20191023_200216The Brewery: “ We've been brewing in New Mills since 2015, based at the Marina and opposite the famous Swizzels factory. Our name comes from the other major landmark of the town, the Torrs - a park set in the 70-foot-deep gorge cut by the Rivers Goyt & Sett, that the town stands above and around, where many of the town's mills used to stand……Torrside is a democratic set-up between 3  long-practicing homebrewers,  Chris, Nick, and Peter  -  with a lot of support from our long-suffering partners.   We'd each been brewing for several years, excited by the sheer range of beer from the new UK brewers, US imports and even more from Europe - and it felt time to do something with all that beer obsession. “

No official description or tasting notes from the brewery. Pleasant but a little lifeless carbonation wise, quite smooth but I felt lacked the body that some stouts have at a similar A.B.V. Would happily drink again though. 4.0% A.B.V.

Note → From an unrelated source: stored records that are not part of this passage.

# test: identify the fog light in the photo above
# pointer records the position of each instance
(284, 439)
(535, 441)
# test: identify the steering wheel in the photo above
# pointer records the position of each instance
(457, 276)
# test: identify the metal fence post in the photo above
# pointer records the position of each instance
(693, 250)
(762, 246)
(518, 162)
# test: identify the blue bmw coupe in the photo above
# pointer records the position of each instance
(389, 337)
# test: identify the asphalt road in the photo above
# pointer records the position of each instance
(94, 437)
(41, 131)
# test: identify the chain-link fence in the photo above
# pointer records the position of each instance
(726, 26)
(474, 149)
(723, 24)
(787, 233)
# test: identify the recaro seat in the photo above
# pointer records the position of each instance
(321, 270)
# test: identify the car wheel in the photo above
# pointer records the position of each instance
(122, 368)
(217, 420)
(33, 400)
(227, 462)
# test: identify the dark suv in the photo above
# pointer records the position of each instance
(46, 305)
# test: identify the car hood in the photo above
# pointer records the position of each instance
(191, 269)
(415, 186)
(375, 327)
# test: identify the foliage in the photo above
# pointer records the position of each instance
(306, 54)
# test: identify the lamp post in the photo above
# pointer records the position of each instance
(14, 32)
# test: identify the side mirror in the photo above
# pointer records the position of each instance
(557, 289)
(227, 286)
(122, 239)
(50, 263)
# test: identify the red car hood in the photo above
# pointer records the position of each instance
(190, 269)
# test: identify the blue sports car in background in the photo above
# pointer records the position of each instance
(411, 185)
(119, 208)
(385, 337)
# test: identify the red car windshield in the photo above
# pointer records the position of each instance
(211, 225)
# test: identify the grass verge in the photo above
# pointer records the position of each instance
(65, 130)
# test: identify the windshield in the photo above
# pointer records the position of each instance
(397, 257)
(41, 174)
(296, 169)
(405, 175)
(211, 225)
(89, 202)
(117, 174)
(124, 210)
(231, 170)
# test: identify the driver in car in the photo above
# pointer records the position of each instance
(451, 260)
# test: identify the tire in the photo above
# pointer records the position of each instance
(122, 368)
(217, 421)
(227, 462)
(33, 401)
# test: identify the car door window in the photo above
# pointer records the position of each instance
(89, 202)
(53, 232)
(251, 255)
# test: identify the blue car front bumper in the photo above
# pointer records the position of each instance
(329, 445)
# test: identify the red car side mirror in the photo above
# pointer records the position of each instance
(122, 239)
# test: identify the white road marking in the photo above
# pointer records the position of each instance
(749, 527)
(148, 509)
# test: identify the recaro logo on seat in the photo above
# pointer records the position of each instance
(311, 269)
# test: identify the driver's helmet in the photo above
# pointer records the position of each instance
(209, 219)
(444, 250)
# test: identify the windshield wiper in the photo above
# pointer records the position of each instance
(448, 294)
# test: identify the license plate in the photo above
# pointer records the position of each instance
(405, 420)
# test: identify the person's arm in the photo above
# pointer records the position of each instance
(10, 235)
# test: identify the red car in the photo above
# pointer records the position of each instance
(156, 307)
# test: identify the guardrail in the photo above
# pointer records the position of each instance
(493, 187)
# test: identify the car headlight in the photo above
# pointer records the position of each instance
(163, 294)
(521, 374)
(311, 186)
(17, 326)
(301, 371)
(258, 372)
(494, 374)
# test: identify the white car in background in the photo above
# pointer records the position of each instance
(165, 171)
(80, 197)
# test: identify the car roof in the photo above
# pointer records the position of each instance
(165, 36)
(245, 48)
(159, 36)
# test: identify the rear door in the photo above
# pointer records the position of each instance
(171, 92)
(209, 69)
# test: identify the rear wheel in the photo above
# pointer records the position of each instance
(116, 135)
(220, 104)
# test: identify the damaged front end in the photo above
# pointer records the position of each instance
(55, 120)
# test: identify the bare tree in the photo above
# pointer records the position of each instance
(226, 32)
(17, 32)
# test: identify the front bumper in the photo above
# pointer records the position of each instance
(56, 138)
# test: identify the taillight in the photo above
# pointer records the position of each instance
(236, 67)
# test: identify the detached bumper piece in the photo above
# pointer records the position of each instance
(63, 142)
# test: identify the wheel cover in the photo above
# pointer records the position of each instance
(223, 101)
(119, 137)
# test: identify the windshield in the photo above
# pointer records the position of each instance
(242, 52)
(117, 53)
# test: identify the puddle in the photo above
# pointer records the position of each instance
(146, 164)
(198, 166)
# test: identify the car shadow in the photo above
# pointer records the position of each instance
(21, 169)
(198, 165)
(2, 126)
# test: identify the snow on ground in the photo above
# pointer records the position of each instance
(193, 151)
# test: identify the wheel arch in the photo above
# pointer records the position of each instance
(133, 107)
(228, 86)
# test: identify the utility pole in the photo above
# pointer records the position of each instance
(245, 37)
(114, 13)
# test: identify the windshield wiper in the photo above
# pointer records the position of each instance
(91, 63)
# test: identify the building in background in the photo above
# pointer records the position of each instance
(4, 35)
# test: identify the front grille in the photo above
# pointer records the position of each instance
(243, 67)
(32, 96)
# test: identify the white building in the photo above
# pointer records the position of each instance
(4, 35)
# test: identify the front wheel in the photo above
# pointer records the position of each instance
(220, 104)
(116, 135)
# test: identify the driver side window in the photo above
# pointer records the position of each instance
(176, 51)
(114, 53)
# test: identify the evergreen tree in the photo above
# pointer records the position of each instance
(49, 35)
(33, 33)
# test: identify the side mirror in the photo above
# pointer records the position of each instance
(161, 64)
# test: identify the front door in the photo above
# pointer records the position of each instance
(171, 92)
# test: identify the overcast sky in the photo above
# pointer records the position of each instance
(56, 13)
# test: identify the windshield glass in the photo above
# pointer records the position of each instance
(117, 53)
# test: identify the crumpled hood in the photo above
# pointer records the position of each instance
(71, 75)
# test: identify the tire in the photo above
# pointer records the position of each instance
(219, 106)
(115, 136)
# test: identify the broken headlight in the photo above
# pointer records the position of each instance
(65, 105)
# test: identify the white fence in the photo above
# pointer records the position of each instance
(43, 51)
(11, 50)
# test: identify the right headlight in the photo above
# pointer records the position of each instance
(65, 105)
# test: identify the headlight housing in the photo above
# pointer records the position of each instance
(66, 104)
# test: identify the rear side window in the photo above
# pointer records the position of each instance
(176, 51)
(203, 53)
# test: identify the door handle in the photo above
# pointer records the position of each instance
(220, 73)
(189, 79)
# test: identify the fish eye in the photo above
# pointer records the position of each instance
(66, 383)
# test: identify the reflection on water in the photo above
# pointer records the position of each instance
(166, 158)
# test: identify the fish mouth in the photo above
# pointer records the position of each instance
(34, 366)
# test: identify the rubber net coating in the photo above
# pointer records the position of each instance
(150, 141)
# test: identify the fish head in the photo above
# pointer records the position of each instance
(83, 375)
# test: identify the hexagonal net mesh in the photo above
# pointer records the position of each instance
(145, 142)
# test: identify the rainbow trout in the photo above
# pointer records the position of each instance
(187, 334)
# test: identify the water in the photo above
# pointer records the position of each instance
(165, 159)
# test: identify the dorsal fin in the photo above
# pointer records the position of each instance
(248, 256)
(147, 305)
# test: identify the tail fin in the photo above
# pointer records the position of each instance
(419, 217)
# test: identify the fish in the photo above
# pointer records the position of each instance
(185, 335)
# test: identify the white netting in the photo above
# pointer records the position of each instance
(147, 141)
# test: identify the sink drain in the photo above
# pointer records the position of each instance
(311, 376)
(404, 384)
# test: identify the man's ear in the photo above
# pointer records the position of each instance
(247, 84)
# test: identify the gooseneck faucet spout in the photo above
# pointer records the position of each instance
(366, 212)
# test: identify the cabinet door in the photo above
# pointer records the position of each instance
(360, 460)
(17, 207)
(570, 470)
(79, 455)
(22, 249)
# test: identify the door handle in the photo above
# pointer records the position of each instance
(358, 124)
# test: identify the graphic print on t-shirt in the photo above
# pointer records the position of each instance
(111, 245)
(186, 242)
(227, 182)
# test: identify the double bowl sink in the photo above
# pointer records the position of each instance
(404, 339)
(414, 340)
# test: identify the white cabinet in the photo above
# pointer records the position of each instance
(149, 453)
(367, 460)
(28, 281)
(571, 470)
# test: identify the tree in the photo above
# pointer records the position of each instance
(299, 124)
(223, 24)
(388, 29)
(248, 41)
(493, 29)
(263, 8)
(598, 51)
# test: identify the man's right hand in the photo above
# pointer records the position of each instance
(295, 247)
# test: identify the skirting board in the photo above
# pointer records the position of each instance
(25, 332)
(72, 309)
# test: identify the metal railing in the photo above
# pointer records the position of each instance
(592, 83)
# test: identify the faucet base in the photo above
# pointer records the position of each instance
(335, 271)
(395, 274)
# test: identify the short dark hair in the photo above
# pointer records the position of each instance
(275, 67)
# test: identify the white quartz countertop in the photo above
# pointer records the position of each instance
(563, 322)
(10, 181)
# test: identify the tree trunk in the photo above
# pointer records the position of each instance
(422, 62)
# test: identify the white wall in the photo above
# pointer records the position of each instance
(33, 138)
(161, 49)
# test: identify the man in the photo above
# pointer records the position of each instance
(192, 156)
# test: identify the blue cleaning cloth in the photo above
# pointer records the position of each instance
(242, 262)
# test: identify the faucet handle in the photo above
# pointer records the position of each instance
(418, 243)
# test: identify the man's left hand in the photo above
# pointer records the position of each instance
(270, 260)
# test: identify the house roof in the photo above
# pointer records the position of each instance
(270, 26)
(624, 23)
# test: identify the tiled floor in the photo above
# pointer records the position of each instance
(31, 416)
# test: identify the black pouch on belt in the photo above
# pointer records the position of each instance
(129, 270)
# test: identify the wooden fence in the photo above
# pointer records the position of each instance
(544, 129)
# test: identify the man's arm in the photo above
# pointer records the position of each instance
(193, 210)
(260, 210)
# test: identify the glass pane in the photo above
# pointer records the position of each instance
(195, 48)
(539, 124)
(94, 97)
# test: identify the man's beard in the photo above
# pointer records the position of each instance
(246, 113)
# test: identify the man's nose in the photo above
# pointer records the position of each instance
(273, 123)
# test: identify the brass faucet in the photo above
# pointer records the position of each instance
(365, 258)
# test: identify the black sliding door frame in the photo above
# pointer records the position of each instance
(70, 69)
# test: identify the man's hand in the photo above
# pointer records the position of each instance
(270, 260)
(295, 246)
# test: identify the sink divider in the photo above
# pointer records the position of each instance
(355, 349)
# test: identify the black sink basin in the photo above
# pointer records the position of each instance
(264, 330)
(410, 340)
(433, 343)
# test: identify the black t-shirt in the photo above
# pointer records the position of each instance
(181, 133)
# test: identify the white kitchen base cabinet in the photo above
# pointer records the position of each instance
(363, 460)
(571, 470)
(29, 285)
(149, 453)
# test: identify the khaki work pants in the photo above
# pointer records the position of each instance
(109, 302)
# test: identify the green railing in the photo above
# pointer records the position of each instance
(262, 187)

Westow House, Crystal Palace, London. October 2019

Thursday, 30 January 2020

637: Church Farm | Harry’s Heifer

20200118_184413The Brewery: “Church Farm Brewery is a family run craft brewery located on the family farm on the outskirts of Warwick. In November 2012 we sold our herd of dairy cattle and converted the milking equipment into a microbrewery, we’ve never looked back since….We use water from the farm’s well, locally sourced malt and hops and just add time and dedication to create a cracking pint.”

The Beer: “Quaffable session ale with a hoppy aroma. Brewed with a blend of Marris Otter, Vienna and Crystal Malts, with Centennial and Cascade Hops.”

COLOUR: LIGHT, AMBER
SMELL: FLORAL. CITRUS, HOPPY
TASTE: CITRUS, BITTER, SWEET

This followed the tasty Yer’ Bard which I preferred to be honest. Would happily drink it again though. 4.2% A.B.V.